そうそう、ゲームシステムはさっき言ったとおりなんだけど、このゲームはパラメータと、好感度、そして選択肢によって結果が変わるマルチエンディング。
まあ、乙女ゲームだから当たり前だよね。
プロローグから、共通ルートへ。そして共通ルートの結果でどのルートに入るかが決まる。
まあ普通は、それぞれ攻略対象の個別ルートに入っていく。
このゲームの特徴としては、エンディングがめっちゃ多いこと。
個別ルートでも、1人10つ位エンディングがある。細かい差異も含めればだけど。
1エンディングまで2~3時間だから、割とサクサクできるんだけど、狙ったエンドを出すには攻略サイトを見ないと結構難しい。
それで、それに輪をかけて難しいのが、この逆ハールート。
逆ハールートは、唯一つ。
失敗は許されない。
パラメータは満遍なく高い水準にあげなくてはいけないし、好感度も平均的に上げて、誰か1人でも高いと逆ハールートには行けない。
でも、共通ルートから逆ハールートに入ることができても、難しいのはここからだ。
逆ハールート、めっちゃシビア。
一つでも選択肢を間違えるとバッドエンド。
個別ルートにはバッドエンドがひとつもないくせに、このルートにはかなりの数バッドエンドが存在する。

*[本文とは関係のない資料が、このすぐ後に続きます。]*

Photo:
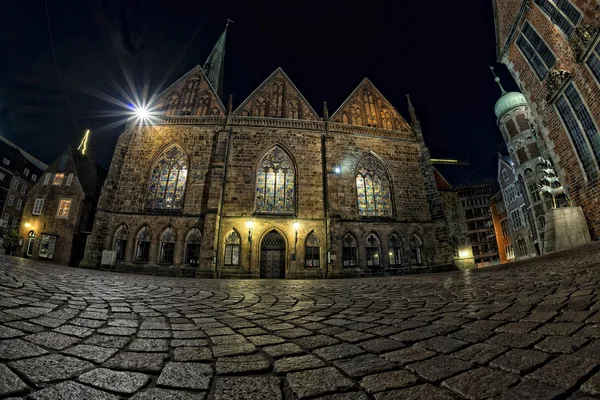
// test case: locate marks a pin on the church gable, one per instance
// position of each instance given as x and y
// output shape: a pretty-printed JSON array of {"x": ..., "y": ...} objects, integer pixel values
[
  {"x": 191, "y": 94},
  {"x": 277, "y": 97},
  {"x": 366, "y": 106}
]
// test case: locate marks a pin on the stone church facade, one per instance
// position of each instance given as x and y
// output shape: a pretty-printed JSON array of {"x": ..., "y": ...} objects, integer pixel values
[{"x": 272, "y": 188}]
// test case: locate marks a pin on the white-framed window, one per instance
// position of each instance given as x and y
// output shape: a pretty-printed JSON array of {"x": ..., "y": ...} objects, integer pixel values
[
  {"x": 58, "y": 178},
  {"x": 562, "y": 14},
  {"x": 536, "y": 51},
  {"x": 38, "y": 205},
  {"x": 63, "y": 208},
  {"x": 581, "y": 128}
]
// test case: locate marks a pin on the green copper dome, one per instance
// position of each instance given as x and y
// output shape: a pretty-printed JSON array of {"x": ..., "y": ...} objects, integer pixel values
[{"x": 508, "y": 101}]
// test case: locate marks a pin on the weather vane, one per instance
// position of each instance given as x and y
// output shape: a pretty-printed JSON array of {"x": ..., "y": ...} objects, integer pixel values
[{"x": 83, "y": 144}]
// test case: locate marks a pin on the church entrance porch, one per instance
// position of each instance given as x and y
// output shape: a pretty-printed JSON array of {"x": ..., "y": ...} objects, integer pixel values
[{"x": 272, "y": 256}]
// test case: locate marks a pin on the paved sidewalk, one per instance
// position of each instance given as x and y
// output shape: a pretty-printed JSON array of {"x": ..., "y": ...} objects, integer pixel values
[{"x": 527, "y": 331}]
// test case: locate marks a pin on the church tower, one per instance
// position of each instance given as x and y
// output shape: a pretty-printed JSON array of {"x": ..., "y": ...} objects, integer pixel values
[{"x": 519, "y": 131}]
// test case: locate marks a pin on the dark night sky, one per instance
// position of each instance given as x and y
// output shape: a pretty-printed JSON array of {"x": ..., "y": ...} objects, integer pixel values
[{"x": 439, "y": 53}]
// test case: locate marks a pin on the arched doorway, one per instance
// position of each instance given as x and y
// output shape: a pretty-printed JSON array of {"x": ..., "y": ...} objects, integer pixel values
[{"x": 272, "y": 256}]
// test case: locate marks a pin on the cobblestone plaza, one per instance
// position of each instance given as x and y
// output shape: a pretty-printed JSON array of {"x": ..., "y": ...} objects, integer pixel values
[{"x": 527, "y": 331}]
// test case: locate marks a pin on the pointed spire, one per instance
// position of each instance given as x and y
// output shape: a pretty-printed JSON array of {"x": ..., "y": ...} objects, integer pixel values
[
  {"x": 411, "y": 110},
  {"x": 497, "y": 80},
  {"x": 214, "y": 66}
]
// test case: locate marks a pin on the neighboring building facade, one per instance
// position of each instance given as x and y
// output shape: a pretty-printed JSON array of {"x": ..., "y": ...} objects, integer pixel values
[
  {"x": 552, "y": 49},
  {"x": 60, "y": 207},
  {"x": 18, "y": 173},
  {"x": 456, "y": 223},
  {"x": 475, "y": 201},
  {"x": 506, "y": 251},
  {"x": 271, "y": 189}
]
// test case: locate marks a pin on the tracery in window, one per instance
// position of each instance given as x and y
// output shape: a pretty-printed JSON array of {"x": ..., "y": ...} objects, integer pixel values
[
  {"x": 349, "y": 251},
  {"x": 312, "y": 250},
  {"x": 373, "y": 246},
  {"x": 275, "y": 183},
  {"x": 167, "y": 246},
  {"x": 193, "y": 240},
  {"x": 168, "y": 180},
  {"x": 121, "y": 236},
  {"x": 373, "y": 188},
  {"x": 233, "y": 246},
  {"x": 395, "y": 250},
  {"x": 386, "y": 119},
  {"x": 190, "y": 92},
  {"x": 142, "y": 250}
]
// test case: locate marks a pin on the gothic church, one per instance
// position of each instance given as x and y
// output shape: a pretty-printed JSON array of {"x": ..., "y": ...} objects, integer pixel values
[{"x": 271, "y": 189}]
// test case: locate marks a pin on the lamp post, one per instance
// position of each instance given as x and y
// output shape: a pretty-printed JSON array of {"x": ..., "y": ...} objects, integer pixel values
[{"x": 249, "y": 225}]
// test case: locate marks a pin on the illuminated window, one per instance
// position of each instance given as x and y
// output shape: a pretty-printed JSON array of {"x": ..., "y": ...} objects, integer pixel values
[
  {"x": 167, "y": 246},
  {"x": 37, "y": 206},
  {"x": 121, "y": 236},
  {"x": 193, "y": 241},
  {"x": 537, "y": 52},
  {"x": 373, "y": 188},
  {"x": 416, "y": 250},
  {"x": 562, "y": 13},
  {"x": 581, "y": 129},
  {"x": 373, "y": 250},
  {"x": 275, "y": 183},
  {"x": 142, "y": 249},
  {"x": 168, "y": 180},
  {"x": 232, "y": 249},
  {"x": 58, "y": 179},
  {"x": 63, "y": 208},
  {"x": 349, "y": 251},
  {"x": 312, "y": 250},
  {"x": 395, "y": 250}
]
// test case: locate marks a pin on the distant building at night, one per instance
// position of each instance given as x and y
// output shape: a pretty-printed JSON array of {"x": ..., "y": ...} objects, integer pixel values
[
  {"x": 552, "y": 49},
  {"x": 19, "y": 171},
  {"x": 271, "y": 188},
  {"x": 59, "y": 211},
  {"x": 475, "y": 201}
]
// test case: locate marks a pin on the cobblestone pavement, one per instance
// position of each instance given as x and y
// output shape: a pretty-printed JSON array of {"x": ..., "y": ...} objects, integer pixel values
[{"x": 527, "y": 331}]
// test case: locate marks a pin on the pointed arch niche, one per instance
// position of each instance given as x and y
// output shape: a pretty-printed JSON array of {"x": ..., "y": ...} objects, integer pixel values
[
  {"x": 275, "y": 183},
  {"x": 168, "y": 179},
  {"x": 373, "y": 188}
]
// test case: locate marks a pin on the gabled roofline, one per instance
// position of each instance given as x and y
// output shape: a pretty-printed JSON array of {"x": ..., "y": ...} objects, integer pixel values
[
  {"x": 279, "y": 69},
  {"x": 201, "y": 71},
  {"x": 368, "y": 81}
]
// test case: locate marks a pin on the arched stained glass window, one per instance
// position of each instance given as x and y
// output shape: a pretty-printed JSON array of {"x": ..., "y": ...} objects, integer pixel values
[
  {"x": 142, "y": 250},
  {"x": 373, "y": 246},
  {"x": 167, "y": 180},
  {"x": 395, "y": 250},
  {"x": 193, "y": 240},
  {"x": 373, "y": 188},
  {"x": 121, "y": 241},
  {"x": 275, "y": 183}
]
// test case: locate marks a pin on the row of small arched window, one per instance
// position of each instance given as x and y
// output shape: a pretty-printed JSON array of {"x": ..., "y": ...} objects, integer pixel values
[{"x": 275, "y": 184}]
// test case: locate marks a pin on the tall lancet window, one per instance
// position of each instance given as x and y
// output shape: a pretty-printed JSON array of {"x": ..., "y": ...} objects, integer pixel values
[
  {"x": 275, "y": 183},
  {"x": 168, "y": 180},
  {"x": 373, "y": 188}
]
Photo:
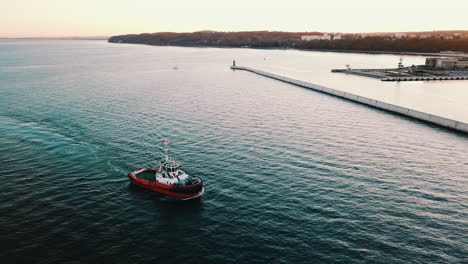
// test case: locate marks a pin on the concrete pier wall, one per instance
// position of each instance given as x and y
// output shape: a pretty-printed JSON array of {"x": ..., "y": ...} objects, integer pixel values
[{"x": 438, "y": 120}]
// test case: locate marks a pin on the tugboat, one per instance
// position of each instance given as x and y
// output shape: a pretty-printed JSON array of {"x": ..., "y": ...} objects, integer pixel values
[{"x": 168, "y": 179}]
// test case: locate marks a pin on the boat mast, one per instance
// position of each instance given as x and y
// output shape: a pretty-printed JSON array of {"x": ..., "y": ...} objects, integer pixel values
[{"x": 166, "y": 149}]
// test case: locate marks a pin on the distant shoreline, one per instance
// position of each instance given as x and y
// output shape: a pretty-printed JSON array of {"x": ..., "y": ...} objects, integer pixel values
[{"x": 319, "y": 50}]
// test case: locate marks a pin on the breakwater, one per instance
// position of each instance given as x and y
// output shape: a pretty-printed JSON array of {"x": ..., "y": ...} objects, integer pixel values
[
  {"x": 380, "y": 74},
  {"x": 434, "y": 119}
]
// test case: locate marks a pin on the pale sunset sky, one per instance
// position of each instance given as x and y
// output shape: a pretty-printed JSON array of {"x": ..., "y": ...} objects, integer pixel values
[{"x": 60, "y": 18}]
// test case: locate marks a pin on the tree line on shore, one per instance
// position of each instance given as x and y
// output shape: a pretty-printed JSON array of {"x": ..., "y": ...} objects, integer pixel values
[{"x": 269, "y": 39}]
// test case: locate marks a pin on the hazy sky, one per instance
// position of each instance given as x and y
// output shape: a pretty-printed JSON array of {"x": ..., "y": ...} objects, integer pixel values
[{"x": 42, "y": 18}]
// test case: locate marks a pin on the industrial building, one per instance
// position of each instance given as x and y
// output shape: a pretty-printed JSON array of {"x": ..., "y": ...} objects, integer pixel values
[{"x": 447, "y": 62}]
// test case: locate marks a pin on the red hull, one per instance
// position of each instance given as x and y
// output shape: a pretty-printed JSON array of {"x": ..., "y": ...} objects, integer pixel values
[{"x": 163, "y": 188}]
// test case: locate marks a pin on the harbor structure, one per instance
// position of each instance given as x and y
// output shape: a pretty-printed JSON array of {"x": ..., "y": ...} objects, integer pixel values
[
  {"x": 447, "y": 63},
  {"x": 324, "y": 36}
]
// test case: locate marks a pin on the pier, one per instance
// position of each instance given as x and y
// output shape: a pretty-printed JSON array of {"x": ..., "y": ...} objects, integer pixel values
[
  {"x": 434, "y": 119},
  {"x": 380, "y": 74}
]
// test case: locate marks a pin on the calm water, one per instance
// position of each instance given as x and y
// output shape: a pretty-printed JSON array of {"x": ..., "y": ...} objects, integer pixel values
[{"x": 292, "y": 176}]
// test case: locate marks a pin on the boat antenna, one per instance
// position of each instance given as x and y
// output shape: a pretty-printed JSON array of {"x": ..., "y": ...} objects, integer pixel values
[{"x": 165, "y": 143}]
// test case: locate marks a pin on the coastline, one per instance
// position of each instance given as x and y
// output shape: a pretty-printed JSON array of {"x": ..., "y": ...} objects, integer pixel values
[{"x": 319, "y": 50}]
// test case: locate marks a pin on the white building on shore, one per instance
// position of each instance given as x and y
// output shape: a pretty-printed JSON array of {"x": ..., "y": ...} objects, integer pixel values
[{"x": 325, "y": 36}]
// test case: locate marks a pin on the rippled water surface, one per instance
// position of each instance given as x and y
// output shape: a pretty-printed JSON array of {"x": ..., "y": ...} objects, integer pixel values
[{"x": 291, "y": 175}]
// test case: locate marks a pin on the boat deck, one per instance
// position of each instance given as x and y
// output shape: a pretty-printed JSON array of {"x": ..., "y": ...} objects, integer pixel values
[{"x": 147, "y": 175}]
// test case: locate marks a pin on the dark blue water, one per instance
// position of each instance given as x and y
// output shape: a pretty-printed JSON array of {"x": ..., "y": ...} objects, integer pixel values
[{"x": 291, "y": 175}]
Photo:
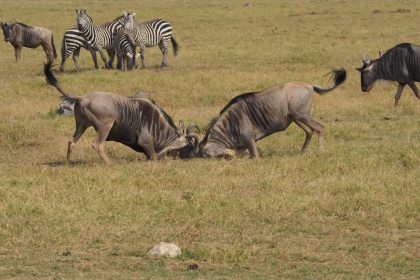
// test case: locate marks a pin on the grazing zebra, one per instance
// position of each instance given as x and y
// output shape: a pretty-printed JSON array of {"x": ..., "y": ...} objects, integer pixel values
[
  {"x": 99, "y": 37},
  {"x": 152, "y": 33},
  {"x": 125, "y": 50},
  {"x": 73, "y": 40},
  {"x": 21, "y": 35}
]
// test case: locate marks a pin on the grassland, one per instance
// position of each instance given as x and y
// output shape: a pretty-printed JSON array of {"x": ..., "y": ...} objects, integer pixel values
[{"x": 351, "y": 212}]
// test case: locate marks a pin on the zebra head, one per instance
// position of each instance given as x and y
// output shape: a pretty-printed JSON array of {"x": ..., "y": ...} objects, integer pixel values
[
  {"x": 6, "y": 31},
  {"x": 129, "y": 20},
  {"x": 83, "y": 19}
]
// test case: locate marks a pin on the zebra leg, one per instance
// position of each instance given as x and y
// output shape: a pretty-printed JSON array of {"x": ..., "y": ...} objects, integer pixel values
[
  {"x": 143, "y": 65},
  {"x": 111, "y": 54},
  {"x": 103, "y": 56},
  {"x": 76, "y": 58},
  {"x": 18, "y": 51},
  {"x": 164, "y": 49},
  {"x": 399, "y": 92},
  {"x": 95, "y": 60},
  {"x": 413, "y": 86},
  {"x": 48, "y": 52}
]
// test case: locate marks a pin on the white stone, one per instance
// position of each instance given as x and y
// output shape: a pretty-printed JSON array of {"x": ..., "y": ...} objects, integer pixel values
[{"x": 165, "y": 249}]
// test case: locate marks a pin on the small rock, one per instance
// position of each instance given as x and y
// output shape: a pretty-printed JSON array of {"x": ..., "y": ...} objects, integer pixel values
[
  {"x": 165, "y": 249},
  {"x": 193, "y": 266}
]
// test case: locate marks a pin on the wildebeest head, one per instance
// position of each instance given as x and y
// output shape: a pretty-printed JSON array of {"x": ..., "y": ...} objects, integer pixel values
[
  {"x": 6, "y": 31},
  {"x": 129, "y": 20},
  {"x": 83, "y": 19},
  {"x": 367, "y": 75}
]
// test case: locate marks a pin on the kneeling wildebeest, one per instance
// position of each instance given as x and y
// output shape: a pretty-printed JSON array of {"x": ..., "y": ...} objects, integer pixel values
[
  {"x": 252, "y": 116},
  {"x": 400, "y": 64},
  {"x": 21, "y": 35},
  {"x": 135, "y": 122}
]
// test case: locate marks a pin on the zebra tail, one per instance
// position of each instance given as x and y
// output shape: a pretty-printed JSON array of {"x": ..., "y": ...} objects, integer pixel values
[
  {"x": 54, "y": 50},
  {"x": 51, "y": 80},
  {"x": 175, "y": 46}
]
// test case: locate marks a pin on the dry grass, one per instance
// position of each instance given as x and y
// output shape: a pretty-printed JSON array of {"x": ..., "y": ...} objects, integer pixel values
[{"x": 351, "y": 212}]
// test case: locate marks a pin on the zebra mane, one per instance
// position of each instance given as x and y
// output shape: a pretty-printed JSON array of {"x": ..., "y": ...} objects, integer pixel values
[{"x": 236, "y": 99}]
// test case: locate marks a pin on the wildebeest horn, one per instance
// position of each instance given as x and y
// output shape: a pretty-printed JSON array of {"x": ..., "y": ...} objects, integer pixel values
[
  {"x": 181, "y": 127},
  {"x": 366, "y": 59},
  {"x": 191, "y": 126}
]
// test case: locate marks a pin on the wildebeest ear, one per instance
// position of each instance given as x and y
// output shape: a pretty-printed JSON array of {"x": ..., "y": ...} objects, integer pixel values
[{"x": 366, "y": 59}]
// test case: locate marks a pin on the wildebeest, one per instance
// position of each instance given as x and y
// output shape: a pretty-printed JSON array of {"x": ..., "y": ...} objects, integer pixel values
[
  {"x": 135, "y": 122},
  {"x": 21, "y": 35},
  {"x": 400, "y": 64},
  {"x": 252, "y": 116}
]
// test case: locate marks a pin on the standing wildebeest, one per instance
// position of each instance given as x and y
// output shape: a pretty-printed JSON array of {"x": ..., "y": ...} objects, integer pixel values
[
  {"x": 252, "y": 116},
  {"x": 135, "y": 122},
  {"x": 21, "y": 35},
  {"x": 400, "y": 63}
]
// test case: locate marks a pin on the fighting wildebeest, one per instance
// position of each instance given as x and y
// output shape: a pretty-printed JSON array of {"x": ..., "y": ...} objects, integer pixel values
[
  {"x": 252, "y": 116},
  {"x": 135, "y": 122},
  {"x": 21, "y": 35},
  {"x": 400, "y": 64}
]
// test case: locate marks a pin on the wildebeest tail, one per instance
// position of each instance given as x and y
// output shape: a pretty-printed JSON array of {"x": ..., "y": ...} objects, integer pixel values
[
  {"x": 175, "y": 45},
  {"x": 338, "y": 75},
  {"x": 51, "y": 80},
  {"x": 54, "y": 50}
]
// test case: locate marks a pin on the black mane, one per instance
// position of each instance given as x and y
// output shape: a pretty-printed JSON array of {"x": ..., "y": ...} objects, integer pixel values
[{"x": 236, "y": 99}]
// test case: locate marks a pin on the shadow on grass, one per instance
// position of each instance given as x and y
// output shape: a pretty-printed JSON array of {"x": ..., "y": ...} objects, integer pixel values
[{"x": 64, "y": 163}]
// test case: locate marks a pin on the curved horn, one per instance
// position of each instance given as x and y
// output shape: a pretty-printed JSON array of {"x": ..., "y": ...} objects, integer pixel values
[
  {"x": 191, "y": 126},
  {"x": 366, "y": 59},
  {"x": 181, "y": 127}
]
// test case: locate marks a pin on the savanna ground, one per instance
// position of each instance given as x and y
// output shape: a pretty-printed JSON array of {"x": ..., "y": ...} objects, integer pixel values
[{"x": 349, "y": 212}]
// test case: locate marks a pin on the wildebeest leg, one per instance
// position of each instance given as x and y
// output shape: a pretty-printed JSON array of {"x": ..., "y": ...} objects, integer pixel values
[
  {"x": 80, "y": 129},
  {"x": 413, "y": 86},
  {"x": 103, "y": 56},
  {"x": 18, "y": 51},
  {"x": 164, "y": 49},
  {"x": 308, "y": 132},
  {"x": 252, "y": 148},
  {"x": 76, "y": 58},
  {"x": 315, "y": 126},
  {"x": 399, "y": 92},
  {"x": 102, "y": 133},
  {"x": 95, "y": 60}
]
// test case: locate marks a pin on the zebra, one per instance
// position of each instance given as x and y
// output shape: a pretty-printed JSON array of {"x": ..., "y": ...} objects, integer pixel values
[
  {"x": 73, "y": 40},
  {"x": 152, "y": 33},
  {"x": 99, "y": 37},
  {"x": 125, "y": 50}
]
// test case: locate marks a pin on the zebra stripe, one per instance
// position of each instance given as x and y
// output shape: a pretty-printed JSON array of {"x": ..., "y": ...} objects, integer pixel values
[{"x": 151, "y": 33}]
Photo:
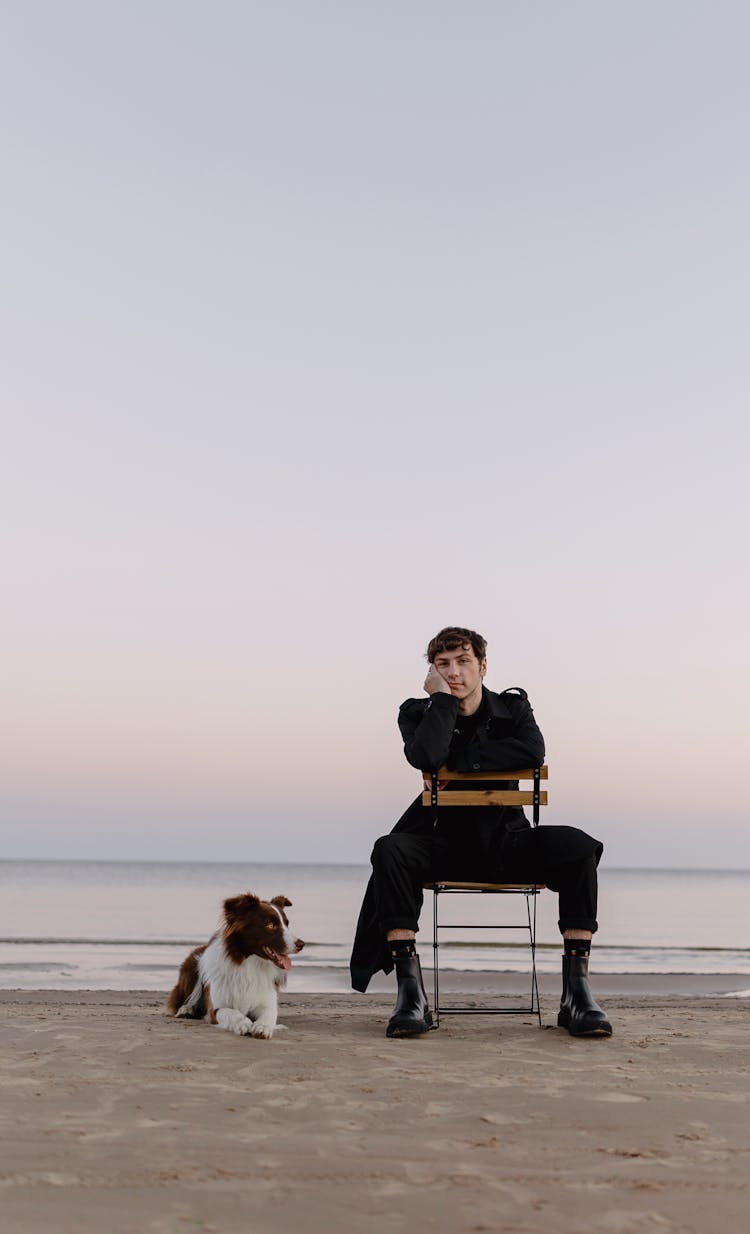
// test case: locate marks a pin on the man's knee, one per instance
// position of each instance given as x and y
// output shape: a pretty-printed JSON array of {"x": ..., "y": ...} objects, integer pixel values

あと最後に魔王を倒しに行くんだけど、それもパラメータが低いとバッドエンド。
1つも間違えられない綱渡りを超えて、漸く逆ハーエンドに到達できるのだ。
その、逆ハールートに入りましたよ、というのが冒頭のやり取り。
全員と踊る、というのは逆ハールートに行けるときしか出ない選択肢なのだ。
私は今朝、それを思い出した。
そして、記憶のとおりのこのイベントで、記憶に確信を持った。
この世界の元になったと思われるあのゲームの通りに進んでいることを。
そして、私はあくまでもシルヴィ"役"だと理解している。
なぜこんなにも詳しいのか、その理由は、私がこのゲームのプレイヤーだったからだ。
おそらく、前世でこのゲームをプレイしていた、のが私。
記憶が戻ったときは狂喜乱舞した。
だって私の最推し、シルヴィたんになってたんだよ!?
ああ、シルヴィたん、本当に可愛い……。
シルヴィたんについては1日語り尽くしても全く足りない。
正直、このゲームに関わること以外自分の名前すら思い出せないんだけど、前世の家にある必死で集めたシルヴィたんグッズのことは細部まで記憶してる。
特に、『抽選で1名様に当たる! シルヴィ原画セット』については家の近所の祠に一ヶ月通い詰めて掃除して供物を捧げお祈りして、当たったときは泣きながらお礼参りしたこともよく覚えている。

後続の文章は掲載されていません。